Мы как-то привыкли, вся наша дворовая команда, к тому, что тетя Катя, его одинокая мама, выносила Сережку во двор, усаживала на скамейку (была у нас такая, парковая, с прогнутой спинкой), ни к кому отдельно не обращаясь, говорила: ребята, присмотрите за Серегой.


А кому там было смотреть! Мы то в футбол, то купаться, то в кино, а Серега сидел и сидел, сваливаясь бессильно набок, перекашиваясь, сползая в вогнутость скамьи, пока не валился на нее, а встать самостоятельно и нормально сесть он, горькая его доля, сам не мог.


Долгими часами смотрел он, лежа на спине, в высокое небо над дворовыми тополями, пока кто-нибудь сердобольный из взрослых не усаживал его или пока мы, дворовая шайка-лейка, не возвращались в родной двор.


Как-то, проникнувшись, как мне казалось, его бедой, я спросил: трудно так жить, Серега?


— А что, умирать надо? — Он посмотрел на меня, и мало детского было в этом взгляде.


Я понял, что он сильнее нас, сильнее любого здорового.
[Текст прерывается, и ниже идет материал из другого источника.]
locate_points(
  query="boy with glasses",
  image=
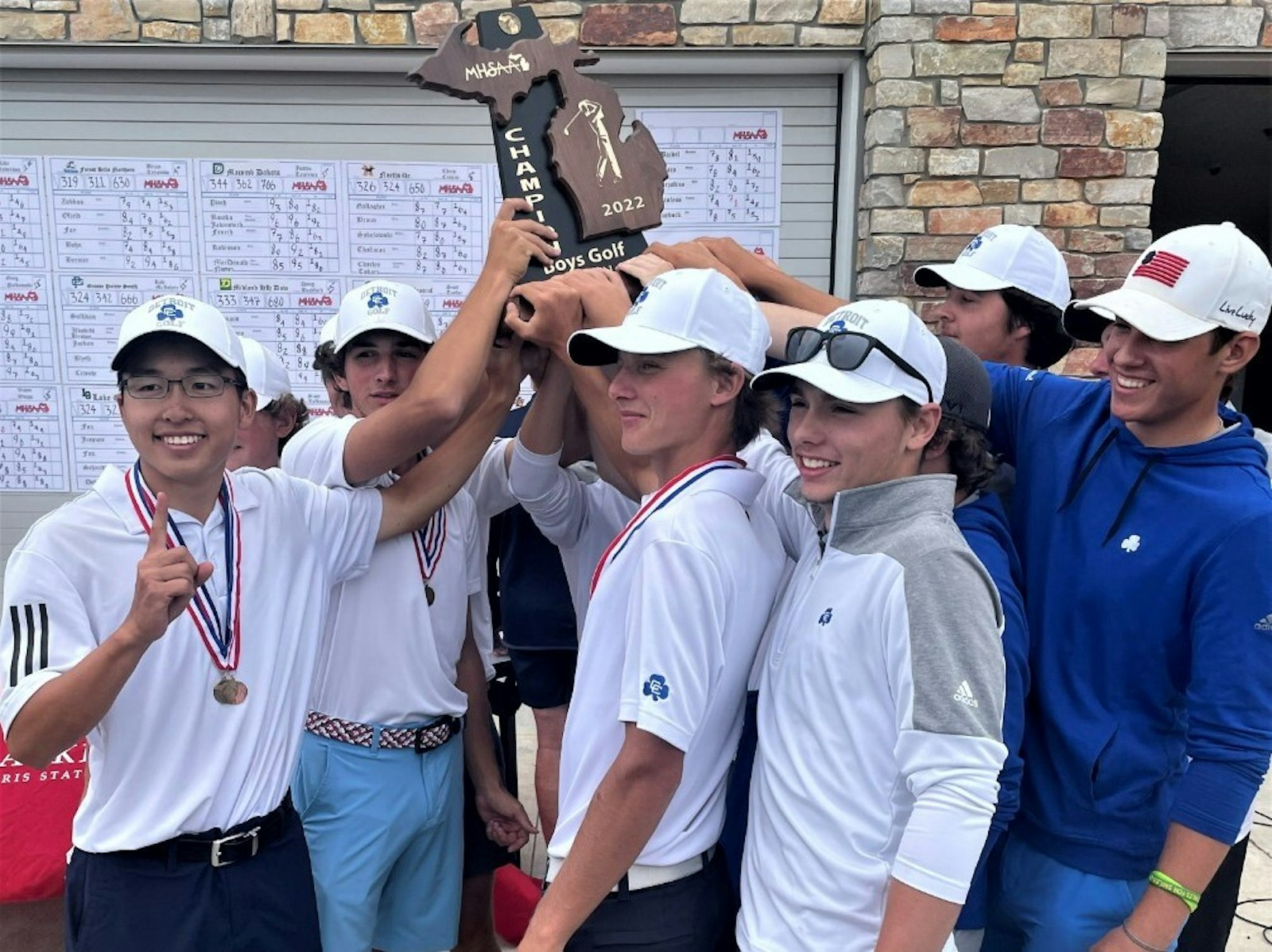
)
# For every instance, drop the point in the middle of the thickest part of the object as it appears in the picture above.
(157, 615)
(884, 650)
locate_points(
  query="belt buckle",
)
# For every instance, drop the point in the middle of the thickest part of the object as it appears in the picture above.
(254, 834)
(419, 737)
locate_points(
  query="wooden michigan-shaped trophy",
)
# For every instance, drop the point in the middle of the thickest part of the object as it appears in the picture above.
(556, 137)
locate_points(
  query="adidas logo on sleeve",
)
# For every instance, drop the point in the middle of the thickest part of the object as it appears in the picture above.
(964, 695)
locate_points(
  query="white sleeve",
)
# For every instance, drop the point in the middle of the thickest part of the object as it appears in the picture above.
(317, 451)
(343, 523)
(46, 629)
(674, 640)
(769, 458)
(555, 498)
(489, 485)
(948, 676)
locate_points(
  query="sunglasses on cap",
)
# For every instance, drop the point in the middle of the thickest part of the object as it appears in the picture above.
(845, 350)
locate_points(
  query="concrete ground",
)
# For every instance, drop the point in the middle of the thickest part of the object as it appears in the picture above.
(36, 927)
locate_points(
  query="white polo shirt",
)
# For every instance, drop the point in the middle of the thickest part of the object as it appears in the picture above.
(388, 657)
(576, 511)
(169, 759)
(669, 640)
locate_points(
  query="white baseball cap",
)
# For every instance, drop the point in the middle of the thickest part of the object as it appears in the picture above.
(1002, 257)
(383, 305)
(1186, 284)
(878, 377)
(178, 314)
(677, 312)
(265, 373)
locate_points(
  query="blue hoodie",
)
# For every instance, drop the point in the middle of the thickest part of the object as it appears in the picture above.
(1149, 580)
(983, 524)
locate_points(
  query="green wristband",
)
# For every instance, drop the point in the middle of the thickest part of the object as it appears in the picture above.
(1180, 892)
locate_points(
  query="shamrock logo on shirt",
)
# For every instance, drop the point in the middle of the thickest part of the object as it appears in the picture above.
(657, 688)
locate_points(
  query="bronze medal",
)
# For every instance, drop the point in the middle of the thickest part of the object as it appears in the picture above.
(229, 691)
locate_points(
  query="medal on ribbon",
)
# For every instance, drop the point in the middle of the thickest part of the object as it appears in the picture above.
(219, 631)
(429, 543)
(669, 491)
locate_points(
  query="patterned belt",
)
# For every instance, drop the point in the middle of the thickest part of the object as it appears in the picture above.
(419, 739)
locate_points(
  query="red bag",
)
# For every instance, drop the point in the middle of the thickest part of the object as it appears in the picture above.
(515, 898)
(36, 811)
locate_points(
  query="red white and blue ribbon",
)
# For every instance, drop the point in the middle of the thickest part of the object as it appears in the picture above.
(669, 491)
(429, 543)
(219, 632)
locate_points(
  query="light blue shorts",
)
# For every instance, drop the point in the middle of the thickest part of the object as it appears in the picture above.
(386, 839)
(1042, 905)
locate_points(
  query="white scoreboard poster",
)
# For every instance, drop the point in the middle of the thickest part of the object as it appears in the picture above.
(273, 244)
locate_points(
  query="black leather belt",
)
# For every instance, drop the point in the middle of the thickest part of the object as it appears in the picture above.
(222, 848)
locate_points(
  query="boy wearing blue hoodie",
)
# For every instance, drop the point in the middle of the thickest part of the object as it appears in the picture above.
(1144, 519)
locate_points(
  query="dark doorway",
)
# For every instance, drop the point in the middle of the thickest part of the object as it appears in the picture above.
(1215, 164)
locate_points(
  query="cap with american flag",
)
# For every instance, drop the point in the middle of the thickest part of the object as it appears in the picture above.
(1187, 284)
(1161, 266)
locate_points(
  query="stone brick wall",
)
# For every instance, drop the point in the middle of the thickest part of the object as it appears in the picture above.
(1032, 114)
(976, 112)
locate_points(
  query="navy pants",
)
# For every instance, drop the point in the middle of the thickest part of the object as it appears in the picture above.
(125, 903)
(688, 915)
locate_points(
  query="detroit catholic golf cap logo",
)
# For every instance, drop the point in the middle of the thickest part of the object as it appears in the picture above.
(169, 312)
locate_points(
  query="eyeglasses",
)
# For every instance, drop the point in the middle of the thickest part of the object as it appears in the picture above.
(156, 388)
(845, 350)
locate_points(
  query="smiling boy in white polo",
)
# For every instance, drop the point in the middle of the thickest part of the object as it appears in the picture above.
(158, 615)
(677, 610)
(1150, 721)
(1004, 296)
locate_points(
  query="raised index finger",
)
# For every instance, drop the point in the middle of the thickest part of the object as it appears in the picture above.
(159, 526)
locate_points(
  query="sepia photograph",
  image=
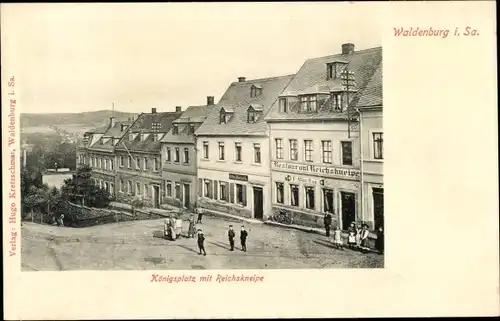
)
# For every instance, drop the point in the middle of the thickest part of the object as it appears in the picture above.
(184, 158)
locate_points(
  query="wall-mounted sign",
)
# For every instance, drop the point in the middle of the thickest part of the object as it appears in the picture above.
(238, 177)
(324, 171)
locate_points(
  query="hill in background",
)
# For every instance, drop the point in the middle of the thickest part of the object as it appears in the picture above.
(91, 119)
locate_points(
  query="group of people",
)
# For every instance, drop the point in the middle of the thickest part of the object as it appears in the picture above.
(357, 235)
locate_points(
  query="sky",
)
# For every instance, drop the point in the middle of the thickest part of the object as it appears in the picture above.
(84, 57)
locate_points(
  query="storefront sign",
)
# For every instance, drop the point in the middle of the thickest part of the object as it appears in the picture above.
(324, 171)
(238, 177)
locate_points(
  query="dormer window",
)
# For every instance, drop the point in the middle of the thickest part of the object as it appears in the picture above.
(308, 103)
(255, 90)
(283, 105)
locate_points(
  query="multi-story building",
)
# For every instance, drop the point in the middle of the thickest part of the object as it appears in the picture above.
(233, 144)
(372, 151)
(315, 154)
(179, 156)
(139, 159)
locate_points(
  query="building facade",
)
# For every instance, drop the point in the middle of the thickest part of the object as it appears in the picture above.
(372, 143)
(179, 157)
(233, 150)
(314, 139)
(138, 167)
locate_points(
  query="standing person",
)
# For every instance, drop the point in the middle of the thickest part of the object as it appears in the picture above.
(199, 211)
(327, 220)
(379, 243)
(364, 236)
(337, 238)
(201, 242)
(192, 227)
(231, 235)
(243, 239)
(351, 236)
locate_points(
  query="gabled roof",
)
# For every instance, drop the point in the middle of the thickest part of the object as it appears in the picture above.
(366, 65)
(146, 123)
(196, 115)
(237, 96)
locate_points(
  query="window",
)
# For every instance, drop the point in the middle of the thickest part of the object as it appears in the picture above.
(177, 155)
(336, 101)
(294, 195)
(221, 151)
(309, 197)
(283, 105)
(328, 200)
(280, 193)
(251, 116)
(169, 188)
(279, 148)
(326, 148)
(346, 153)
(178, 191)
(237, 147)
(256, 152)
(308, 150)
(308, 103)
(206, 188)
(205, 150)
(378, 146)
(240, 194)
(168, 154)
(294, 154)
(129, 187)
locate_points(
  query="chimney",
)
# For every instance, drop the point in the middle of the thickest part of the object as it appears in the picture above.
(347, 48)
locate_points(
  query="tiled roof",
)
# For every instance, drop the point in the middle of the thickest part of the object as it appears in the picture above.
(146, 123)
(366, 66)
(193, 114)
(237, 97)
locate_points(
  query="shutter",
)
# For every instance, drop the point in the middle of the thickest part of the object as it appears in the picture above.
(244, 195)
(231, 192)
(215, 190)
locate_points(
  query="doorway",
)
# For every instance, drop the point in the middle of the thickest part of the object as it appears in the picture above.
(348, 208)
(258, 206)
(186, 196)
(156, 196)
(378, 207)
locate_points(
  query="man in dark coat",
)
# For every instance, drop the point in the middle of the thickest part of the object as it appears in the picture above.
(201, 242)
(243, 239)
(231, 235)
(327, 220)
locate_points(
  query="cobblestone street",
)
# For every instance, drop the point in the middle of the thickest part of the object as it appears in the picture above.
(138, 246)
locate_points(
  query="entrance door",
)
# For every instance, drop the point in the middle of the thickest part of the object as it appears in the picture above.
(378, 207)
(156, 196)
(348, 208)
(258, 206)
(186, 196)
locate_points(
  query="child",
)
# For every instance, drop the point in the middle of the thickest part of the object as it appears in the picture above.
(337, 238)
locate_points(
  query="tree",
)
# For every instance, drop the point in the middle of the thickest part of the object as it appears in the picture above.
(80, 189)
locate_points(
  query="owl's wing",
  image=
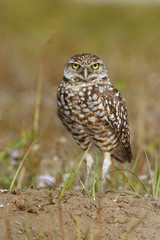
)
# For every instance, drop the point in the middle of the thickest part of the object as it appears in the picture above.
(118, 121)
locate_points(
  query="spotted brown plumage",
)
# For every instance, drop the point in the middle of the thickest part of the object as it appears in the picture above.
(93, 110)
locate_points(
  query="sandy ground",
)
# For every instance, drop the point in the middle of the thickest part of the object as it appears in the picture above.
(35, 214)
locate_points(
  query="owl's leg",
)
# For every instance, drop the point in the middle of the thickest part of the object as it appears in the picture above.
(106, 165)
(89, 163)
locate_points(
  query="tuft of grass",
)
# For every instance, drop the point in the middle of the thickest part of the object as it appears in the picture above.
(71, 176)
(77, 226)
(155, 179)
(20, 166)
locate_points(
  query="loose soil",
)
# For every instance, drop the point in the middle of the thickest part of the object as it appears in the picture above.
(35, 214)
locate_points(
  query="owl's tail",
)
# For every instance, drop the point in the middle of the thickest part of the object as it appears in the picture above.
(122, 153)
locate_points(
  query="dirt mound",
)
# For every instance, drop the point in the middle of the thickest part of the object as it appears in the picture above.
(35, 214)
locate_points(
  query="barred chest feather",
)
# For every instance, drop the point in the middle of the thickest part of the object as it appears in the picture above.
(84, 111)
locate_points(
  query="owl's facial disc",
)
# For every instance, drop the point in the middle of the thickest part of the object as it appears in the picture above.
(85, 68)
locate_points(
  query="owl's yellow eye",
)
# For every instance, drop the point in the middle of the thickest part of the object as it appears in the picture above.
(75, 66)
(95, 66)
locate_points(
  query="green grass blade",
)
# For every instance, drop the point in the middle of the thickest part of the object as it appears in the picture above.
(21, 164)
(71, 177)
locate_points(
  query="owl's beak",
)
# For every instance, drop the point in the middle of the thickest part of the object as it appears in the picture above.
(85, 73)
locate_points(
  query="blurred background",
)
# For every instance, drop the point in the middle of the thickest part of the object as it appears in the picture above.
(36, 39)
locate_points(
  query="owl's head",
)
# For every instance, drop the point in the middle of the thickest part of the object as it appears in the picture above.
(85, 67)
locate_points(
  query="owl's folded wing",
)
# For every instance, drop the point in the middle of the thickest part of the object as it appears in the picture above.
(118, 120)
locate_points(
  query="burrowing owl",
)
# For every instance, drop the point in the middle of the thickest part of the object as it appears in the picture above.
(94, 111)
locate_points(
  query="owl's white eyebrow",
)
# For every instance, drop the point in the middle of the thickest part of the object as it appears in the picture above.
(80, 86)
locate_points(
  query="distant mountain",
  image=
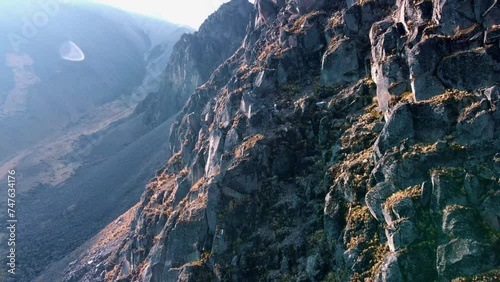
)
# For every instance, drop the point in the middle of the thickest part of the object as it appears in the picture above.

И, что совершенно уж точно, он был умнее нас, больше знал, потому что читал больше. Что ему делать-то было, полупараличному, как не читать.


Тоннами глотал он книги и во дворе прославился тем еще, что со знанием дела говорил о международном вопросе, а аудитория его была не только мы, ребятня, но и взрослые мужики, они тоже любители посудачить.


Вопреки широко распространенному ныне мнению, что в те годы чуть не за каждое слово в лагеря тащили, дискутировал народ изрядно и о многом.


Серега был настолько продвинут, что сам написал про свою болезнь тогдашнему министру здравоохранения и был после этого отправлен на год в Евпаторию, в детский санаторий, где пролежал на спине год без одного дня, потом еще восстанавливался, но в Москву вернулся на своих ногах.


Все это было позже, а настоящую муку он испытал еще до Евпатории.


Жил у нас во дворе некто Коля Фаронкин, сверстник-ровесник, наш замоскворецкий пацан с ранней наколкой на прочной груди, с довольно-таки лихими замашками, с жесткой волей, не отграненной разумом.


Он любил поиздеваться над Серегой.


Я дрался с Фаронкиным до крови — за Серегу.


Колька залез однажды, обхватывая ствол ногами и подтягиваясь на сильных руках, на тополь, что стоял у скамейки, и сверху окликнул:


— Серега!


— Чего тебе? — спросил Серега.


— Лезь сюда, урод. Тут веселей, чем на скамье лежать!


Серега молчал.


— Слышь, ты, грамотей, а ты на бабу залезешь, когда вырастешь? Трудно будет — обращайся. Я помогу. Бабе твоей.


Я ждал Кольку внизу. Серега говорил мне: не связывайся с животным.